Around here a lot of the services have a #4 bare GEC. Are you allowed to go through the meter can or do you have to drill an extra hole to get to the rod?(if the service disconnect is inside the building)
 

Volta

Senior Member
Location
Columbus, Ohio
The 4 power co's here do not allow GEC in the meter socket.

It seems like a seperate GEC up the mast would require a 4 wire drop from the X former ?
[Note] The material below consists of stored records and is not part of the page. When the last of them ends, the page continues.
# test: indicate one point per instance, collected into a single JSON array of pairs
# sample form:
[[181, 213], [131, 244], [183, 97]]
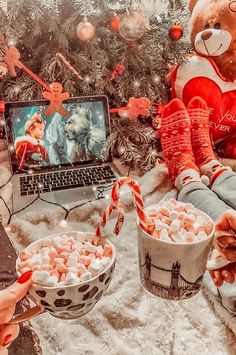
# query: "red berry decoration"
[[176, 32], [114, 24]]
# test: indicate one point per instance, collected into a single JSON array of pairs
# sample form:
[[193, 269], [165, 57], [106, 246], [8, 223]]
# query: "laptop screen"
[[39, 141]]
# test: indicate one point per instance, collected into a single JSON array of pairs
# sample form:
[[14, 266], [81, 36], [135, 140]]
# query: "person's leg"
[[222, 179], [175, 138], [225, 187], [204, 199], [186, 175]]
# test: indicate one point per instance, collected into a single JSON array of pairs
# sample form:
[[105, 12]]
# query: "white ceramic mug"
[[172, 270]]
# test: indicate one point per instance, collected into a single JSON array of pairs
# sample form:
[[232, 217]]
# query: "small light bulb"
[[7, 229], [11, 147], [17, 89], [87, 78], [12, 42], [136, 83], [63, 223], [156, 78]]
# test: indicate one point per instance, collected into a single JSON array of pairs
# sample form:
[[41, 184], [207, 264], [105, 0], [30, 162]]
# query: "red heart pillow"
[[199, 76]]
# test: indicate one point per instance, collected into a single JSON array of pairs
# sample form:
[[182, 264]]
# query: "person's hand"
[[226, 245], [8, 300]]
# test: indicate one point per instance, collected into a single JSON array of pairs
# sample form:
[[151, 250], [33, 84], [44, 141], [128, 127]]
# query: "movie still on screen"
[[40, 140]]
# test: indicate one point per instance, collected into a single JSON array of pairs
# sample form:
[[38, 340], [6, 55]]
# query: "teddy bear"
[[211, 72]]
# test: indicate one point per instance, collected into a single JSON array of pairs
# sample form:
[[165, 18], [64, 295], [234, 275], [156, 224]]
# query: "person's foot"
[[175, 135], [201, 141]]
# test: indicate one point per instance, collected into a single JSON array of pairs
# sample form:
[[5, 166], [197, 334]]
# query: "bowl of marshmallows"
[[70, 273]]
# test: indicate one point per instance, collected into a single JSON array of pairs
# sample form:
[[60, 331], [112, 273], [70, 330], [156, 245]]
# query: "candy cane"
[[67, 63], [115, 205]]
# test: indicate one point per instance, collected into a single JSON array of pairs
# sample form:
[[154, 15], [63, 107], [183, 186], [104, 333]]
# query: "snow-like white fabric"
[[128, 320]]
No, just a connection between the GEC and both the line and load grounded conductors. Might be the best place to ground the premises system, IMO.
 

K8MHZ

Senior Member
Location
Michigan. It's a beautiful peninsula, I've looked
Occupation
Electrician
This is from the service requirement book from Consumers Energy:

Proper grounding and bonding of meter sockets and metering equipment is to be completed with no grounding or bonding conductors exiting directly out of meter sockets or metering equipment. Do not route grounding conductor (from disconnect to ground rod) through the meter socket or associated equipment. The meter socket is not be used for a junction box or a raceway for customer?s wiring. No external devices are to be attached directly onto the meter socket for Intersystem Bonding Terminations (IBT).
 

Volta

Senior Member
Location
Columbus, Ohio
For those of you who work in areas where the POCO does not allow a GEC in the meter base (or I assume, a CT cabinet), have you ever be disallowed from terminating that conductor to the 'load end of the service drop'?
 

hurk27

Senior Member
Has anyone ever questioned their reasoning behind this?

Roger

We had a similar requirement pop up over night a few years ago and when we dug into who and why it was being required we found that a few inspectors got together with some line men who thought it was a good idea to get the utility to enforce requirements that they themselves could not, well the state didn't think so and it went away real fast, this happened again over using PVC as a riser pipe where it didn't support the drop, again the state made it go away.